Saturday 21 June 2014

Yang & Wang


My late night listening today was to two Chinese women in their 20s: Xiayin Wang (piano) and Tianwa Yang (violin). Miss Wang played Rachmaninov, and Miss Yang played arrangements by Sarasate. An enjoyable late-romantic feast.

Tianwa Yang captures to perfection the elegance and sophistication that Sarasate's music demands. Technically she is completely on top of this rather difficult music, that makes considerable demands on a violinist's bowing technique. More importantly, she is also on top of Sarasate's stylistic demands. This evening's CD was the last and final episode in Miss Yang's traversal of pretty well all Sarasate's music; I loved it.

Then on to Miss Wang. Rachmaninov's two piano sonatas do not sound easy to play, even to a non-pianist like me. In places, I could swear there were four hands at work, not just two (e.g., towards the end of the slow movement of the first sonata). I admired greatly Miss Wang's first Rachmaninov CD (which is why I bought the current one, the second Rachmaninov CD from this pianist). Xiayin does not disappoint; as I remarked when talking about the first CD, she has power when power is needed, and delicacy when delicacy is needed.
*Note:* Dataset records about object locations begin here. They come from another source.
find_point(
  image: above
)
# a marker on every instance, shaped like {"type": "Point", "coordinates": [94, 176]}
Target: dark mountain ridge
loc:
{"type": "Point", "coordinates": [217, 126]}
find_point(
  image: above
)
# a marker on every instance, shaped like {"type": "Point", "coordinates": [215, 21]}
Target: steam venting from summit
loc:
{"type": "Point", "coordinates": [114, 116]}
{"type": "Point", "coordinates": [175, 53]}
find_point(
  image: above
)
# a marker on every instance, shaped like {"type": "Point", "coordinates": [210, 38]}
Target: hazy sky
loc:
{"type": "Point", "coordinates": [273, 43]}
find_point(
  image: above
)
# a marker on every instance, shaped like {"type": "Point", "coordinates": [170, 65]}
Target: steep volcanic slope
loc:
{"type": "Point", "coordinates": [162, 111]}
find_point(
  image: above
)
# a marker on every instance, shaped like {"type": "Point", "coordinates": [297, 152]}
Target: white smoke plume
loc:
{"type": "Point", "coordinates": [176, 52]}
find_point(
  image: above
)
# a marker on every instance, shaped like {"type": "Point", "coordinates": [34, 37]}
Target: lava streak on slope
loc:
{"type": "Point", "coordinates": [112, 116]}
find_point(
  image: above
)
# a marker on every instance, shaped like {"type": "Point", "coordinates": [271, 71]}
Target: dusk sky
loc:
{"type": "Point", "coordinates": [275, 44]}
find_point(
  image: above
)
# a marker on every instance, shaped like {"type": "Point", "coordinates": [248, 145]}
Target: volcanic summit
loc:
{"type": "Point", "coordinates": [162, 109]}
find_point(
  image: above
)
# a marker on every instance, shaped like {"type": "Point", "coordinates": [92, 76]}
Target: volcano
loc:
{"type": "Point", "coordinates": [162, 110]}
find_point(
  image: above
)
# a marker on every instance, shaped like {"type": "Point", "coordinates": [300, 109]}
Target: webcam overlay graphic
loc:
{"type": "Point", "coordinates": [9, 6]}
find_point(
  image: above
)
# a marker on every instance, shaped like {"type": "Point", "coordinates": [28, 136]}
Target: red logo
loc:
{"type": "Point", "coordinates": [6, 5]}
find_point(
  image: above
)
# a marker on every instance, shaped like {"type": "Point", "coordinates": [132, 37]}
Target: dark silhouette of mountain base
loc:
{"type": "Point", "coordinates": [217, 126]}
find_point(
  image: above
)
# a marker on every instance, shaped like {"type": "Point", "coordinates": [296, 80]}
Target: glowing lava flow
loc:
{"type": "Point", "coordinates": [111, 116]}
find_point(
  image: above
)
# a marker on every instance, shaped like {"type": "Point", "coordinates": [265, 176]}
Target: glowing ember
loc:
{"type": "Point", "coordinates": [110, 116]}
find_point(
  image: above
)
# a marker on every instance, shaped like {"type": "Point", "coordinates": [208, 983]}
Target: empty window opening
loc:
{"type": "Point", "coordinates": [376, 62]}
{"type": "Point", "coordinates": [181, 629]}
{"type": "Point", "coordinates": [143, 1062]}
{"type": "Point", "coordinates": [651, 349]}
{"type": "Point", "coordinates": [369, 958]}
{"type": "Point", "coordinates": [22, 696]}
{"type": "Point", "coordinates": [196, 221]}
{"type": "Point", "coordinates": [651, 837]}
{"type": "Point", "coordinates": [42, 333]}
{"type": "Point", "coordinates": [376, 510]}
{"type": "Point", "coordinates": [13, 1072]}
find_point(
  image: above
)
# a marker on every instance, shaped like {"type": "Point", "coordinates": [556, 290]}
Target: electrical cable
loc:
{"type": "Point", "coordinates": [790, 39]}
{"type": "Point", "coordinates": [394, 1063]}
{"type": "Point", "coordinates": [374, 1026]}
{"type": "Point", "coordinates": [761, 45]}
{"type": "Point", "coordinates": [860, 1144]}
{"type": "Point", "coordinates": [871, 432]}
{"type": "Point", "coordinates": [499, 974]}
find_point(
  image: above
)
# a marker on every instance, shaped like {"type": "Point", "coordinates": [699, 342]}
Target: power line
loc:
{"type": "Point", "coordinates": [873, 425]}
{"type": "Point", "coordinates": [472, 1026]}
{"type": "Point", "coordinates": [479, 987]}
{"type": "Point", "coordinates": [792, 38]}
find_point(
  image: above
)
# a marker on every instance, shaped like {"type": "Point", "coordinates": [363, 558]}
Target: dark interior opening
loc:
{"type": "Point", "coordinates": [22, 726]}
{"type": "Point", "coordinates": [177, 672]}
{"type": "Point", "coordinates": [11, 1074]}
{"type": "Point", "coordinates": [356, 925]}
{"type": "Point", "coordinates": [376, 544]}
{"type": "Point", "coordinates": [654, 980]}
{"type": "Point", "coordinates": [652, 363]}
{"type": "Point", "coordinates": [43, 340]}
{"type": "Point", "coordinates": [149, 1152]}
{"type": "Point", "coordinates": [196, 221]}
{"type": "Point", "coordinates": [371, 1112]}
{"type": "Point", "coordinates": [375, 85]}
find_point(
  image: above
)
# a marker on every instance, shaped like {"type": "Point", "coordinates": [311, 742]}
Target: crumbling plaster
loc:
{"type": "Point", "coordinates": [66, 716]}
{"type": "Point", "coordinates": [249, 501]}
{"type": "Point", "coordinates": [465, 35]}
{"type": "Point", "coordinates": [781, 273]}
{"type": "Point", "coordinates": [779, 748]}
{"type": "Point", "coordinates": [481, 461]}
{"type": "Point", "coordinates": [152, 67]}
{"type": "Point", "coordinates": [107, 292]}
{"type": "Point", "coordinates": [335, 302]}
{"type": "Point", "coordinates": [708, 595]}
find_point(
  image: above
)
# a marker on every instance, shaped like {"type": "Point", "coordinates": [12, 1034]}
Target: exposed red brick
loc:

And she has technique to burn (much needed, I sense, in these two piano sonatas).

Famously, Rachmaninov the composer was much sniffed at by the critics for much of the twentieth century for writing late-romantic music in an era when any composer worth his salt was writing abstract, twelve-tone concoctions much admired by critics, if not by players and listeners. History has proved Sergei right, and the critics wrong. After over a hundred years, Rachmaninov's music -- like that of Sarasate -- is still being played and enjoyed. As per me, this evening.